Аля понимала, что мама кричит не от злости, а от бессилия и отчаяния. Но что она могла сделать, чтобы ее успокоить? Пообещать, что всегда будет ночевать дома, что думать забудет об Илье?
– Мама, ну успокойся, – попросила она. – Думаешь, я знала, что так получится? Все так неожиданно произошло… Что я должна была делать – к вам его вести, благословения просить? Я ведь сначала даже не представляла, как он ко мне относится…
– Но ведь в этом все и дело, как же ты не понимаешь! – воскликнула Инна Геннадьевна, нервно сжимая половник, который она держала в руках, и не замечая, как прыгает крышка на кастрюле с кипящим супом. – Вдруг, в одну минуту, ты отдаешься человеку, с которым день назад даже не предполагалось ничего подобного! Мало того, ты спокойно нам об этом заявляешь, как будто в этом нет ничего ненормального!
– Ничего ненормального и не было, – рассердилась Аля. – Думаешь, он меня изнасиловал, или…

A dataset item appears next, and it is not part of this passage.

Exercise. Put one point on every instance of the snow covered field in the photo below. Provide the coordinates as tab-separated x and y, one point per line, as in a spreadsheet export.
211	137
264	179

– Кстати, а почему ты сегодня-то пришла? – прервал ее отец. – Отпустил восвояси до следующего случая?
Аля слегка растерялась, услышав этот вопрос. Но тут же рассердилась еще больше! Какое право они имеют говорить так насмешливо, с такой холодной уверенностью?
– А что, по-твоему, – медленно произнесла она, – он меня должен был наутро в загс повести? И к вам на коленях приползти с покаянием? Мы сами как-нибудь разберемся! Что я могу сделать, если вы с самого начала не хотите понимать!
– Очень бы я хотела взглянуть на родителей, которые хотят понимать такое поведение своей дочери. – Мама справилась с волнением и говорила теперь насмешливо. – Ты, может быть, хочешь, чтобы мы на Нелину мамашу равнялись? Так ведь она, по-моему, готова кому угодно дочь в постель положить, лишь бы с выгодой! Ты хочешь, чтобы у меня были взгляды парикмахерши?
С ними невозможно было спорить, невозможно было ничего им объяснить. Хоть жалей их, хоть злись…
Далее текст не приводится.